Logo BeritaSatu

Naik Pesawat Wajib Tes PCR Berlaku Efektif Mulai 21 Oktober Pukul 00.00 WIB

Kamis, 21 Oktober 2021 | 16:30 WIB
Oleh : Hendro D Situmorang / JEM

Jakarta, Beritasatu.com - Peraturan terbaru yakni naik pesawat udara wajib menunjukkan hasil swab tes polymerase chain reaction (PCR) yang menyatakan negatif Covid-19 berlaku efektif mulai 21 Oktober 2021 pukul 00.00 WIB. Sampel tes PCR diambil dalam kurun waktu maksimal 2x24 jam atau H-2 sebelum keberangkatan dengan pesawat udara.

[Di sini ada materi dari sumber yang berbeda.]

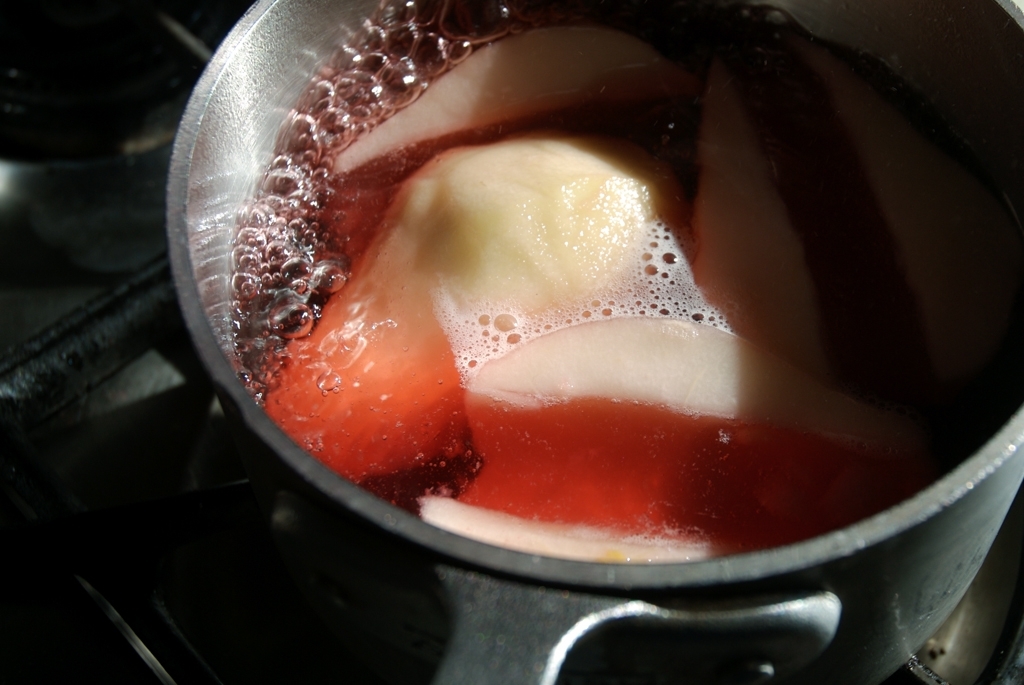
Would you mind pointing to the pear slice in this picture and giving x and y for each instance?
(750, 261)
(536, 220)
(690, 369)
(960, 247)
(535, 72)
(555, 540)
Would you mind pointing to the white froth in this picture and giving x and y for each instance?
(658, 283)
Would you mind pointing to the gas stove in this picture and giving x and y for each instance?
(135, 549)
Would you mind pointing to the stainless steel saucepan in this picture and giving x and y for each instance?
(423, 604)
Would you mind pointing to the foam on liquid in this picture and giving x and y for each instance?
(658, 283)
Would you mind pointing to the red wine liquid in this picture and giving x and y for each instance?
(621, 466)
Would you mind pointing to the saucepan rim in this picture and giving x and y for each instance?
(955, 484)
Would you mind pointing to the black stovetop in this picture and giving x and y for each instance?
(133, 548)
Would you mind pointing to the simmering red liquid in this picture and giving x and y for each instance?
(399, 423)
(645, 470)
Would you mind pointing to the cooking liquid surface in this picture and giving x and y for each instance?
(409, 428)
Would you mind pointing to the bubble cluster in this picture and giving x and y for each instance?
(656, 283)
(286, 262)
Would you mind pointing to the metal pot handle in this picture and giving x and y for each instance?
(507, 632)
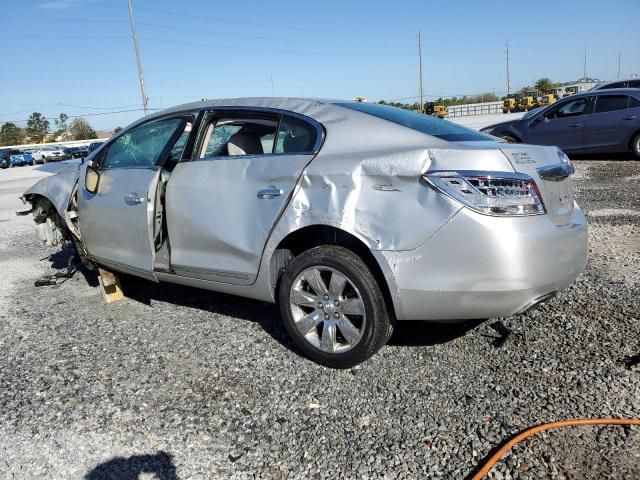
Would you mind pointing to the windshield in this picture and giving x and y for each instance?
(433, 126)
(532, 112)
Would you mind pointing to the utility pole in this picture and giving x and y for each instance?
(508, 77)
(619, 62)
(145, 100)
(420, 57)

Persyaratan tersebut diatur dalam Surat Edaran (SE) Nomor 21 Tahun 2021 tentang Ketentuan Perjalanan Orang Dalam Negeri Pada Masa Pandemi Covid-19 yang diterbitkan Satuan Tugas (Satgas) Penanganan Covid-19. Pemerintah menyatakan pengetatan metode testing menjadi PCR pada H-2 sebelum keberangkatan dengan pesawat udara, dilakukan karena sudah tidak diterapkannya lagi aturan tentang jarak antartempat duduk (seat distancing) dengan kapasitas penuh sebagai bagian dari uji coba pelonggaran mobilitas demi pemulihan ekonomi di tengah kondisi kasus yang cukup terkendali.

Advertisement

Dalam SE ini terdapat penyesuaian aturan untuk penumpang pesawat yang melakukan perjalanan dari dan ke wilayah Jawa-Bali. Di mana tidak lagi diizinkan hanya menggunakan hasil tes negatif Covid-19 dengan metode rapid test antigen, melainkan wajib menggunakan PCR test.

Koordinator Tim Pakar dan Juru Bicara Pemerintah untuk Penanganan Covid-19, Wiku Adisasmito menyatakan PCR sebagai metode testing gold standard dan lebih sensitif daripada rapid antigen dalam menjaring kasus positif Covid-19.

"Prinsip penerapan persyaratan pelaku perjalanan dengan PCR khususnya untuk moda transportasi udara sebagai upaya untuk memastikan tidak terjadi penularan Covid-19. Menggunakan tes PCR tentunya memiliki akurasi yang lebih tinggi daripada rapid test antigen," kata Wiku dalam konferensi pers virtual, Kamis (21/10/2021).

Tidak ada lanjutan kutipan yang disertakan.